Sue Ann doesn't even try to be quiet as she feeds her mare. She pulls a bale of hay out of one side of the trailer and cuts the strings with a small pocket knife she pulls from her jeans' pocket. She throws a large flake in the stall and then puts some in the feeder part of the trailer. She ties the rest of the bale back up and puts it back in the trailer. She gets a can of oats from a sack in the side of the trailer next to the bale of hay and puts it in a bucket, hanging on the door of Chiquita's stall. Sue Ann grabs the water bucket from inside the stall and fills it from a nearby water hydrant. Before she hangs it in the stall for the mare, she sets it on the ground so Sable can get a drink. "You better get filled up pretty quick. We have a long drive ahead of us" Sue Ann tells both her mare and her dog.
Sue Ann shades her eyes from the bright sunlight, looking around for Sable. She sees him lying under the bleachers a ways off, chewing on the stick he had earlier. She makes a circle with her thumb and first finger and puts the tips of them to the tip of her tongue whistling shrilly. "Sable, come wake up Luke."
"You don't need him with that whistle." A deep, sleepy voice mumbles from inside the ragged sleeping bag. She encourages Sable to play with Luke by pushing at the sleeping bag with the toe of her boot. Sable grabs the bag and shakes it, growling and pulling. "Luke, you have to be hauling it out." She tells him, knowing from experience that it will take him a little time to get up and moving. Sable continues pulling on the sleeping and growling. Luke groans and mumbles. The noise encourages the dog. He jumps on the bag and starts digging.
"Sunflower! Call 'im off." Luke growls. "I'm getting up. But I can't if he's standing on top of me." Sable's tail is wagging and he barks at the voice coming from the sleeping bag.
"Go get a stick, Sable." Sue Ann tells the dog pointing away from Luke. The lab runs off in hopes of finding a stick and getting to play fetch.
A mass of dark ruffled hair emerges from the sleeping bag. Luke's looks are in sharp contrast to his sister's. Their looks are as different as their characters. Luke is tall and muscular with a dark complexion. His dark brown hair is full and curly which usually makes it very unruly. His eyes are as dark as pieces of coal. His view of life is to take one day at a time; don't worry about tomorrow. His philosophy is 'what will be, will be'.
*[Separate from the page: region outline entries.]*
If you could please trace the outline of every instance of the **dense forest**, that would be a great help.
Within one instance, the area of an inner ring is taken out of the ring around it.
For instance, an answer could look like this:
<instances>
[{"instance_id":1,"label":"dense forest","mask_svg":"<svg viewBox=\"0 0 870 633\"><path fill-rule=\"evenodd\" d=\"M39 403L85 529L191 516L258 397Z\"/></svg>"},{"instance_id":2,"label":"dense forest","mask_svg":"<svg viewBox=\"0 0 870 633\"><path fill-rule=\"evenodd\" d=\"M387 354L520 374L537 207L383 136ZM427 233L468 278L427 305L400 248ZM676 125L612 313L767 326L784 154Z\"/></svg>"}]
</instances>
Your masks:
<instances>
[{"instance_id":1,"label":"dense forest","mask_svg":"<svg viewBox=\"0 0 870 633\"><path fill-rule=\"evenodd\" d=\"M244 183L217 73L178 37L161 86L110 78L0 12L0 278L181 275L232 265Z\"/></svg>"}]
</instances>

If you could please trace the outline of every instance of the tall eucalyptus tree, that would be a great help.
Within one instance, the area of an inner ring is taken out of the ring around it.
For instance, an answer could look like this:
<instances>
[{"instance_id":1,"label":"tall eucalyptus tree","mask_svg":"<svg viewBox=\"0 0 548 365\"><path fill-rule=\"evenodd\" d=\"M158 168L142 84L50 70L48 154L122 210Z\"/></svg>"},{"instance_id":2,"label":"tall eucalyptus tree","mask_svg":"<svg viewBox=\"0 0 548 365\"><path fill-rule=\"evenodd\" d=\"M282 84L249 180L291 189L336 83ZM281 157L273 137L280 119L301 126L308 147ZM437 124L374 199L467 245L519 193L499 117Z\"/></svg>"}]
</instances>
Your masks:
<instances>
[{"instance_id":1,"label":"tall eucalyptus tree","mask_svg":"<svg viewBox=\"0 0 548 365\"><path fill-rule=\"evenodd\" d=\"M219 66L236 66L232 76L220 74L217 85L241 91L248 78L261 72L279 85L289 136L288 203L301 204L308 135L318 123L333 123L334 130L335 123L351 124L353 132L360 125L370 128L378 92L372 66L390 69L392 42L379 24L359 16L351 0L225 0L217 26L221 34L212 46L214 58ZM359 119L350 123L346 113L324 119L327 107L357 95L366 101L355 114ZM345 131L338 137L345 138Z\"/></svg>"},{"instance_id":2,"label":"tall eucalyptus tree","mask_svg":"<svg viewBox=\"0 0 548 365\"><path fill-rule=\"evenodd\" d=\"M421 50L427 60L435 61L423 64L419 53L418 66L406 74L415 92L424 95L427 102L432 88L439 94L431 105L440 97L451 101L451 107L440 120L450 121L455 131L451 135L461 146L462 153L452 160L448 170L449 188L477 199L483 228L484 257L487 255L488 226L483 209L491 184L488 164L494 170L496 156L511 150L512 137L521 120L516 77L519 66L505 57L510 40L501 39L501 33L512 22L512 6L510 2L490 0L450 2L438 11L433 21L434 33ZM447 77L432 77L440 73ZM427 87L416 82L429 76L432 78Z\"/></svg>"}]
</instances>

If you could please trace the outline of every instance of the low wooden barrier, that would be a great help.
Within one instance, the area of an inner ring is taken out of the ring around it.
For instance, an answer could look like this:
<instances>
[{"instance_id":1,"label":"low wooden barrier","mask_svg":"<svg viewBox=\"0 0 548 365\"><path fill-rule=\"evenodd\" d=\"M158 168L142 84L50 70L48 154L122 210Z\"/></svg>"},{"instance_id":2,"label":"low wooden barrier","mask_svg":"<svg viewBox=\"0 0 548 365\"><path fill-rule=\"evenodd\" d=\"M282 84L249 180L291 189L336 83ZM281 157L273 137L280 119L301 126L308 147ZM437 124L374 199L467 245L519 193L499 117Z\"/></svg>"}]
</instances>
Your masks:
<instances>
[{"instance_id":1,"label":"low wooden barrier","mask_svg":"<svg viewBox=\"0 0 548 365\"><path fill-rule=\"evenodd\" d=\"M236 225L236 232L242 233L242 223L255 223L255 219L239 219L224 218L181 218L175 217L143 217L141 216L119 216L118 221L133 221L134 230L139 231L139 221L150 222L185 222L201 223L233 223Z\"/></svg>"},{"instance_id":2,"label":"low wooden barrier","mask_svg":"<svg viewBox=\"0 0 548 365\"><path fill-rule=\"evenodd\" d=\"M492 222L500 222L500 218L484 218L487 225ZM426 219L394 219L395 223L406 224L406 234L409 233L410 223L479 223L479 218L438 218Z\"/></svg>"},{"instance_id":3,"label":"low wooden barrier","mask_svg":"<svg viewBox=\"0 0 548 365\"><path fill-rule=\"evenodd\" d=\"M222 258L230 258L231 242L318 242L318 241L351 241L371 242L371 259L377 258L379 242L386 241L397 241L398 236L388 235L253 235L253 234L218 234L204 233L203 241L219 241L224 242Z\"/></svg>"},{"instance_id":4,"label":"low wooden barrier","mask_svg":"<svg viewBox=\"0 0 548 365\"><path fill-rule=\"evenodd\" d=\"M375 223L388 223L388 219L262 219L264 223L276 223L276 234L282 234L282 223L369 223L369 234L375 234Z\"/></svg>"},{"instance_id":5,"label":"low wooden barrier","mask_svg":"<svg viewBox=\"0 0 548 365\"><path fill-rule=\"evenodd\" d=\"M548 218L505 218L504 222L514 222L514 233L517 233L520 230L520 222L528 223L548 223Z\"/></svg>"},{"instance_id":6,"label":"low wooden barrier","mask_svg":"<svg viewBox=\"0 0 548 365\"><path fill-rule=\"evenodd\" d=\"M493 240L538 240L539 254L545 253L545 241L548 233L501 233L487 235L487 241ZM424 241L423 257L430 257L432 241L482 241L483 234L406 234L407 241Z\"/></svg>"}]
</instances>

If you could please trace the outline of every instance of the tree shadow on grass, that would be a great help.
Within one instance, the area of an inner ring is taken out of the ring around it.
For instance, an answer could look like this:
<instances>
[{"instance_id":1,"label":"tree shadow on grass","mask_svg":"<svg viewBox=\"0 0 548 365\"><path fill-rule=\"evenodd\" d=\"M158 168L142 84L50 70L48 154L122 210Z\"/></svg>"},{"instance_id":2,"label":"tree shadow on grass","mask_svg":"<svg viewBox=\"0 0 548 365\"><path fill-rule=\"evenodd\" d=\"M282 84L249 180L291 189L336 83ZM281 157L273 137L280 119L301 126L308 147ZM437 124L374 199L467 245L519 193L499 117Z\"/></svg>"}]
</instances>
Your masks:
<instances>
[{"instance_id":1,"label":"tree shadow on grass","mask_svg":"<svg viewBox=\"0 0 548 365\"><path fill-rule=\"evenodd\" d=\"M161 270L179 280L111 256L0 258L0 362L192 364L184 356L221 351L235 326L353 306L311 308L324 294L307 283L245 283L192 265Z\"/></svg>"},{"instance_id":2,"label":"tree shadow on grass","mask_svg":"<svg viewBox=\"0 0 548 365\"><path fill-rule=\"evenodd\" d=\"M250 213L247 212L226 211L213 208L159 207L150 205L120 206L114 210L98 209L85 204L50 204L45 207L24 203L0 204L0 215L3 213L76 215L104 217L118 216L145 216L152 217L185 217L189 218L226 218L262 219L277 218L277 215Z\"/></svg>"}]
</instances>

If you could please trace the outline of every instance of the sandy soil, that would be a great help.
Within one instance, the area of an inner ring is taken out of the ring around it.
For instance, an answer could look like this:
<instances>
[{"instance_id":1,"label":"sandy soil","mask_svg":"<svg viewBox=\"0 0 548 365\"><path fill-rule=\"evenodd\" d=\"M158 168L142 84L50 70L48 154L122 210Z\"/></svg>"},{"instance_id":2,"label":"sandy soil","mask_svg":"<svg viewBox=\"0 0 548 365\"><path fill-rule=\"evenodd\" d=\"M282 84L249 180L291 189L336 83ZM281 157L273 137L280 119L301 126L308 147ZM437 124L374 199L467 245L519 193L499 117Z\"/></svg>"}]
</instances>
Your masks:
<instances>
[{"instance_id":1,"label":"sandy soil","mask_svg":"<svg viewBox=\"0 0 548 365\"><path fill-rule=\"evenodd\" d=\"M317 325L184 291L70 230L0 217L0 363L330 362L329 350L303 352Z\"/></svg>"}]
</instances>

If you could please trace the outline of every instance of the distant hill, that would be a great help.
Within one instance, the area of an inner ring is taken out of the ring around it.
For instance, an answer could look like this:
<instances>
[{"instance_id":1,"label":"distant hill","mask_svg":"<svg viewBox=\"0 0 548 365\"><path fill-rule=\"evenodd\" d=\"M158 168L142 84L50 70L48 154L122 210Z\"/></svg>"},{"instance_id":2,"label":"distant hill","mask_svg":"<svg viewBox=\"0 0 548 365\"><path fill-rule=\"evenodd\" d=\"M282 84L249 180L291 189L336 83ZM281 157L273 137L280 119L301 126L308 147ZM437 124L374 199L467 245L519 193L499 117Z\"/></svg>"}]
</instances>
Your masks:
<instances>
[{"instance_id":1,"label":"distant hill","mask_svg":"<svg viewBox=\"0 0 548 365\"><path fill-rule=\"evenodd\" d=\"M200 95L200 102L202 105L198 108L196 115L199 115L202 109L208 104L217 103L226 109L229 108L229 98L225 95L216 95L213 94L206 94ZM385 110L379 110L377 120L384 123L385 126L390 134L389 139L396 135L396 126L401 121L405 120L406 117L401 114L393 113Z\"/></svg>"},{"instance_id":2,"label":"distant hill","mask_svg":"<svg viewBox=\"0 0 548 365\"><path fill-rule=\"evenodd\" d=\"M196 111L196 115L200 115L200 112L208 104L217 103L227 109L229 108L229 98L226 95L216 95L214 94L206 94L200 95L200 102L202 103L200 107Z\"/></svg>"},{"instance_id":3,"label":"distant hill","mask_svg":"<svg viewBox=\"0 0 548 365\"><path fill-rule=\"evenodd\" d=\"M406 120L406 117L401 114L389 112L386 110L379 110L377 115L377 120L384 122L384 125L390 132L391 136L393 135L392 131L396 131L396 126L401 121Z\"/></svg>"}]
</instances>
Sue Ann's waist long hair is blond and straight. She usually keeps it in a long single braid hanging down the center of her back. Her blue eyes and ivory skin are almost perfect. Her features are petite and dainty. She stands five feet &8211; two inches tall when she has her boots on. She might weigh 100 pounds if she is soaking wet. She has her whole life planned out; what rodeos she's going to for the next year and what she is going to do with all the money she makes. There's no room in her plans for failure. The thought has never crossed her mind.